1 month is no time at all and 5-10 views isn't a big enough sample for YouTube's algorithm to determine if your content is "good" or not. YouTube takes time. It's a marathon not a sprint. Also everyone tends to overestimate their own content and underestimate the competition. I'm not saying your content is bad but I'm sure there is a lots of room for improvement.
You mentioned titles but you should also be writing good descriptions that describe your content. My advice for SEO for new channels is go after the "low-hanging fruit" - I mean don't target the really competitive search terms. An example for a gaming channel:
Don't target terms like " Minecraft let's play" - This has been done to death and there will be millions of other videos you have to compete with. A new channel will NEVER get on page one for that.

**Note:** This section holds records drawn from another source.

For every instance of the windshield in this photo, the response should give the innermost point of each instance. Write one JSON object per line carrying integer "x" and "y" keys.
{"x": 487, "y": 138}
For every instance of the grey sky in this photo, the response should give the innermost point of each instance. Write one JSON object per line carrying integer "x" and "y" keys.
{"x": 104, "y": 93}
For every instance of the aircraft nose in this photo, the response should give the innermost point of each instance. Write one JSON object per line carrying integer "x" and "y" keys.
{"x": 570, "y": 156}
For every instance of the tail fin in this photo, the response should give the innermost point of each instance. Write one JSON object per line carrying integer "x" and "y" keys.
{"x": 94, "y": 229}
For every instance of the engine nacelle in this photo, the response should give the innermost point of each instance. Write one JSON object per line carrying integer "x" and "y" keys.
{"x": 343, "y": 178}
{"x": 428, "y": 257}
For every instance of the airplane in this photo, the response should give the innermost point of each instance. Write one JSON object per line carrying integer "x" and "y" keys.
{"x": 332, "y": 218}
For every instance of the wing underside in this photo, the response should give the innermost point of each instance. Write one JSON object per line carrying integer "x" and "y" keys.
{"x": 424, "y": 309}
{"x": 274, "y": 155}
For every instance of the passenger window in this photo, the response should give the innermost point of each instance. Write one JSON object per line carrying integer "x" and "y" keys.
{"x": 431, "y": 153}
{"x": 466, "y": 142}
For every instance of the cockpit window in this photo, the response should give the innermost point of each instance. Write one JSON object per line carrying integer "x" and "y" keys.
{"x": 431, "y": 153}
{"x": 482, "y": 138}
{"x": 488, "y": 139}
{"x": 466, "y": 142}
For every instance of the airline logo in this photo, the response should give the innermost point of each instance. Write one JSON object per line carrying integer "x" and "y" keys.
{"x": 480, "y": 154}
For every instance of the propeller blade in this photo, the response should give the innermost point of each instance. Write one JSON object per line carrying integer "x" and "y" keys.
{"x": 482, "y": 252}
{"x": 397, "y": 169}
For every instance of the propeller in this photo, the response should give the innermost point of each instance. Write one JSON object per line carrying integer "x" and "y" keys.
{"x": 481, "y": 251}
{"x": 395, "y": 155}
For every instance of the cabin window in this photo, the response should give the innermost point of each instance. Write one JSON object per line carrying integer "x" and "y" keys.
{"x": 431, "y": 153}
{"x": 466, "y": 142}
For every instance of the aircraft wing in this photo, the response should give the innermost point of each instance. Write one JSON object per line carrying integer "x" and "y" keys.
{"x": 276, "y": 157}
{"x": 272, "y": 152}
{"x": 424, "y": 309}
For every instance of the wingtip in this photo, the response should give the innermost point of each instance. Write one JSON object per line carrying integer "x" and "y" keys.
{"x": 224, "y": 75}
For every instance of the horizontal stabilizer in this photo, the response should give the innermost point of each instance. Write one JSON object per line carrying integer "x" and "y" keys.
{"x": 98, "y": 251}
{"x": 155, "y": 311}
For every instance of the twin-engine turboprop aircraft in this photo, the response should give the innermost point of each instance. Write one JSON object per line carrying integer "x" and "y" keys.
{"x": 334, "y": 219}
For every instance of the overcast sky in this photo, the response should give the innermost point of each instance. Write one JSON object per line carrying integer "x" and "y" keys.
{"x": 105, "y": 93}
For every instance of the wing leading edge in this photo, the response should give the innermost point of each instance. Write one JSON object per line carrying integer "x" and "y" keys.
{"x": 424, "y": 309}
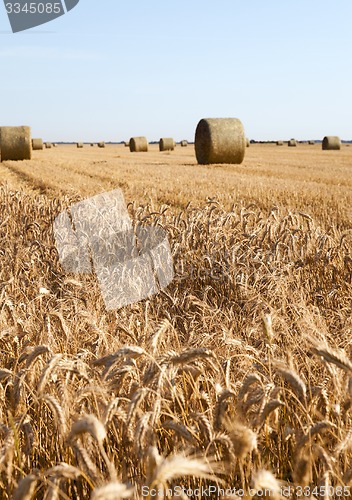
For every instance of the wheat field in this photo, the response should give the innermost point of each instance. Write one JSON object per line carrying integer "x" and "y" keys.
{"x": 237, "y": 377}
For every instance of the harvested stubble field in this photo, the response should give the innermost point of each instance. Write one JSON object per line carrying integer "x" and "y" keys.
{"x": 237, "y": 375}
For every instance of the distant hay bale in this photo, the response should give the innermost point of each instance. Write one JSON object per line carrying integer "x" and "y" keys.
{"x": 37, "y": 144}
{"x": 138, "y": 145}
{"x": 166, "y": 144}
{"x": 15, "y": 143}
{"x": 220, "y": 140}
{"x": 331, "y": 142}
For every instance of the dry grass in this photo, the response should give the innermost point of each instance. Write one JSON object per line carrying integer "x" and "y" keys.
{"x": 237, "y": 375}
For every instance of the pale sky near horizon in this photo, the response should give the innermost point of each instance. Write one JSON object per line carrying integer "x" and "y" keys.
{"x": 109, "y": 70}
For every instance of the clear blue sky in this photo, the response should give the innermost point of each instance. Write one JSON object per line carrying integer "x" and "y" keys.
{"x": 109, "y": 70}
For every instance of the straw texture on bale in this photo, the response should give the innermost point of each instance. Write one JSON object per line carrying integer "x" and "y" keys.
{"x": 331, "y": 142}
{"x": 15, "y": 143}
{"x": 166, "y": 144}
{"x": 220, "y": 140}
{"x": 138, "y": 145}
{"x": 37, "y": 144}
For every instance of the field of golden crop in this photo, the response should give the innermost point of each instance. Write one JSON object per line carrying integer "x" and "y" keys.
{"x": 238, "y": 375}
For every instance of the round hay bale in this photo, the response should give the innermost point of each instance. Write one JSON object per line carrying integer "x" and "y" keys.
{"x": 15, "y": 143}
{"x": 331, "y": 142}
{"x": 166, "y": 144}
{"x": 138, "y": 144}
{"x": 220, "y": 140}
{"x": 37, "y": 144}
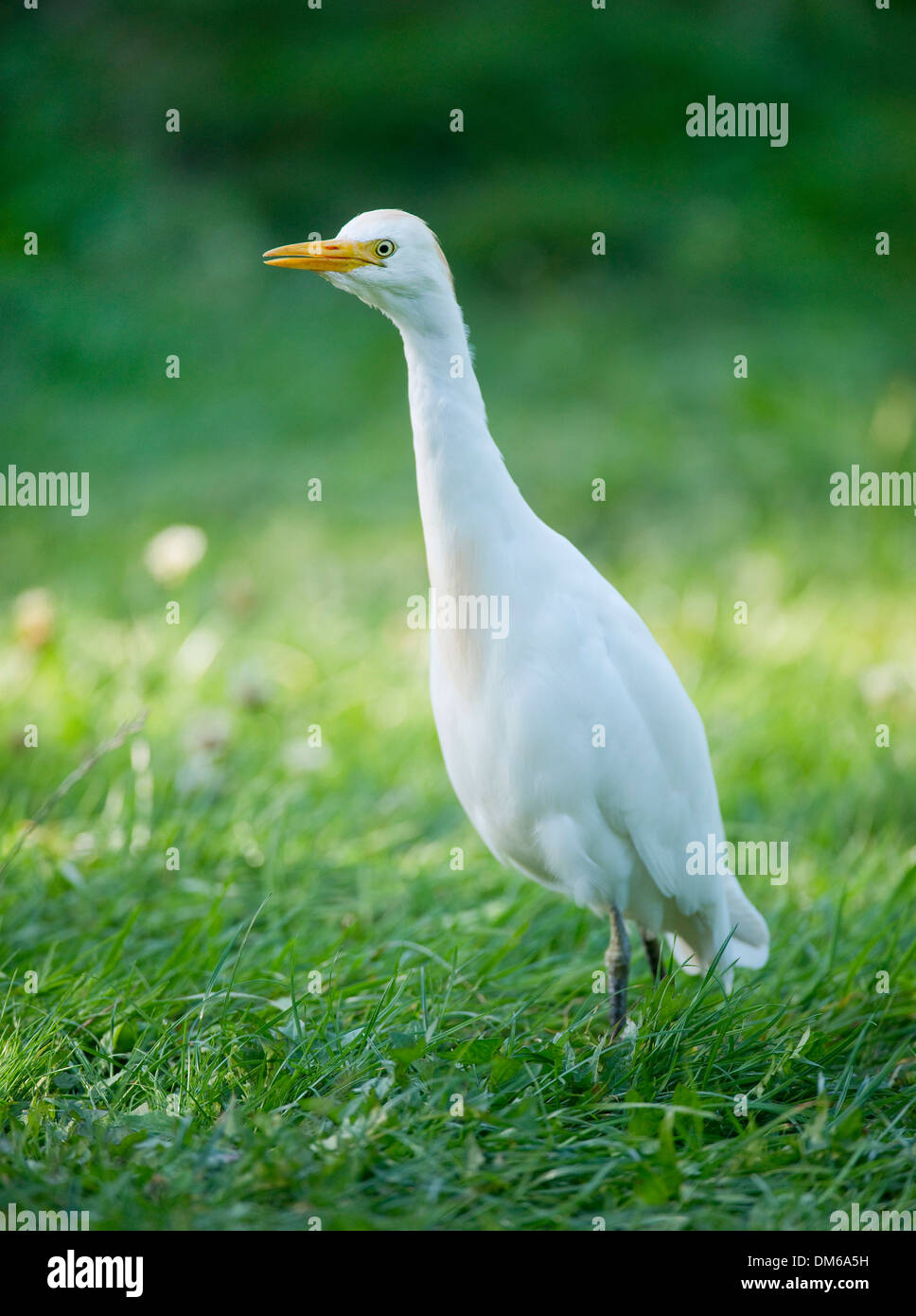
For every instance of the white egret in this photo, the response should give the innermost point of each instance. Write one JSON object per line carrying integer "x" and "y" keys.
{"x": 606, "y": 819}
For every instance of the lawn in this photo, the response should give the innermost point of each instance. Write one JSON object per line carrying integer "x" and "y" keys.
{"x": 256, "y": 969}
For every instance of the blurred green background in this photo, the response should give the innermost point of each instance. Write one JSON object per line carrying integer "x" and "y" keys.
{"x": 619, "y": 367}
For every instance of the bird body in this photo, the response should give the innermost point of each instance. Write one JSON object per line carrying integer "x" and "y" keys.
{"x": 568, "y": 738}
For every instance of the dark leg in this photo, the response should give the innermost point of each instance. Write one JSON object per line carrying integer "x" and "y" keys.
{"x": 654, "y": 954}
{"x": 617, "y": 966}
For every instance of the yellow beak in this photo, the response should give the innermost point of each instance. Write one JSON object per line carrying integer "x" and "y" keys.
{"x": 334, "y": 256}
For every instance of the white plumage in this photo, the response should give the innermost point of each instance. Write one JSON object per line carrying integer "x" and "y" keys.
{"x": 520, "y": 718}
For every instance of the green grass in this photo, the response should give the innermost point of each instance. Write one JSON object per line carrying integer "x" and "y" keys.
{"x": 280, "y": 1029}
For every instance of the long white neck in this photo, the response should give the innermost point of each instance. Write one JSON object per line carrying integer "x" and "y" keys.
{"x": 468, "y": 505}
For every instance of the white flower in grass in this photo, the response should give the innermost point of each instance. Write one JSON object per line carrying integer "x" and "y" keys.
{"x": 174, "y": 552}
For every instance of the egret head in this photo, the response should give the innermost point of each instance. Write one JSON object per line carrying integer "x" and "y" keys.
{"x": 388, "y": 258}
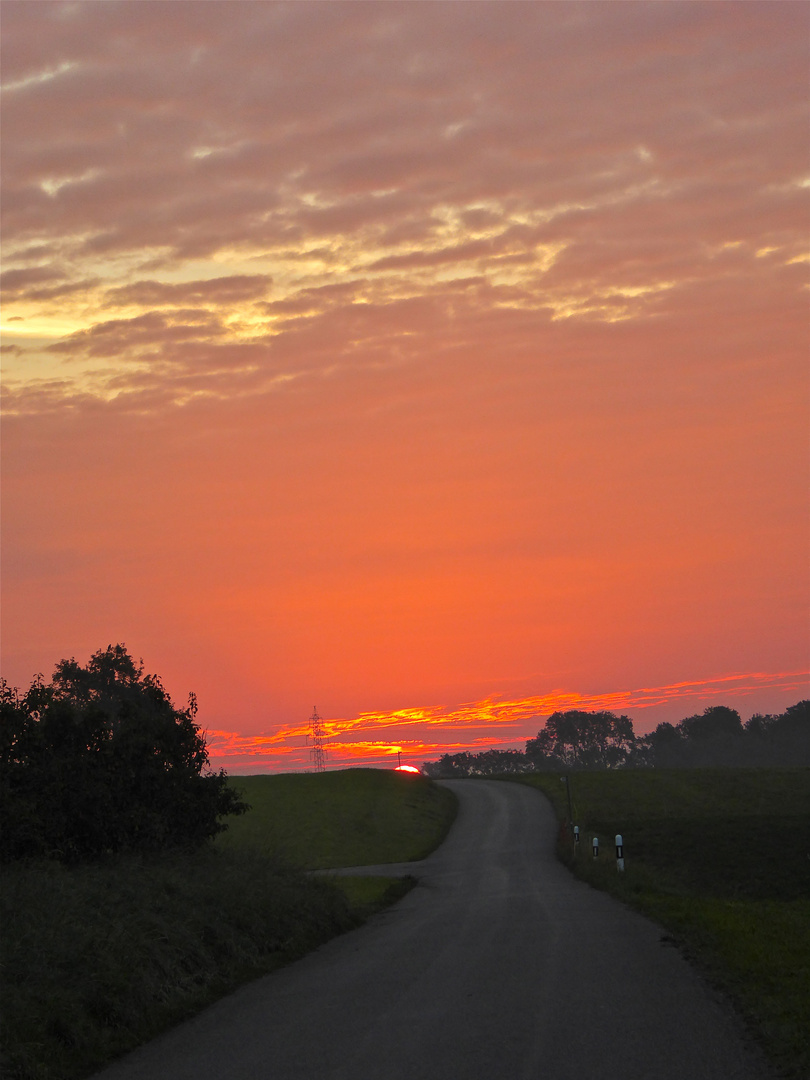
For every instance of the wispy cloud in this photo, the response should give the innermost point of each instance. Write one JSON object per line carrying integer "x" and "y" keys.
{"x": 433, "y": 730}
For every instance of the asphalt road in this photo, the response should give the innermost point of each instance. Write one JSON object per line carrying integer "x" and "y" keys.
{"x": 499, "y": 964}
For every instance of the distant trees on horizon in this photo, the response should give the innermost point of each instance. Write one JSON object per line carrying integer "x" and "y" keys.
{"x": 602, "y": 740}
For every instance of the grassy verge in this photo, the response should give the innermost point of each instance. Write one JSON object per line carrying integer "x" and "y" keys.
{"x": 720, "y": 859}
{"x": 97, "y": 959}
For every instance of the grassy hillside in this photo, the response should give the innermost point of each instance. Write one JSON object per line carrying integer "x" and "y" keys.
{"x": 99, "y": 958}
{"x": 352, "y": 818}
{"x": 721, "y": 859}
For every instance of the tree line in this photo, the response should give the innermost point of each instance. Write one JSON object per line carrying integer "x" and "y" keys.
{"x": 602, "y": 740}
{"x": 99, "y": 760}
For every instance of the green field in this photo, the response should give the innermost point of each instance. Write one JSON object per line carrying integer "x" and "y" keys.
{"x": 98, "y": 958}
{"x": 720, "y": 858}
{"x": 352, "y": 818}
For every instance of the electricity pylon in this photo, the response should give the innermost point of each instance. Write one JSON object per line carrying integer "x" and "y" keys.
{"x": 318, "y": 753}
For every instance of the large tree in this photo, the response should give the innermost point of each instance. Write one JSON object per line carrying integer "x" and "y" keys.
{"x": 582, "y": 740}
{"x": 99, "y": 760}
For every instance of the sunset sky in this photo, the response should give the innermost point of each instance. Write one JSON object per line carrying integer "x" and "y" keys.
{"x": 435, "y": 364}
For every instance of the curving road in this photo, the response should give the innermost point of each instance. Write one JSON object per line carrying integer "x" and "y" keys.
{"x": 500, "y": 964}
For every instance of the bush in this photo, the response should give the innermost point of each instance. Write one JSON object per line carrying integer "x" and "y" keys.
{"x": 99, "y": 760}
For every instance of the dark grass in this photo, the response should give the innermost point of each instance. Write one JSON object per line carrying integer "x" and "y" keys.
{"x": 720, "y": 858}
{"x": 97, "y": 959}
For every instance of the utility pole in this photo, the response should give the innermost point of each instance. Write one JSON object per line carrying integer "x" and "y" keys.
{"x": 318, "y": 753}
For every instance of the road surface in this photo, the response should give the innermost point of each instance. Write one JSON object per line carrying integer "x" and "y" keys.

A better term would be "How to build a wooden bridge in Minecraft" (obv just an example) - Since this is way more specific, there will be fewer videos to compete with. If your thumbnail is good and relevant to "How to build a wooden bridge in Minecraft" and the term is in the title, description and tags AND the content is all about "How to build a wooden bridge in Minecraft" and gets right to the point and is short and concise, then the video could well. You at least have a fighting chance of getting search traffic.
So think about the long, specific phrases people are searching for in your niche and write them all down. Then make an amzing video on each on and put the terms in your title, description and tags and make a relevant, catchy thumbnail.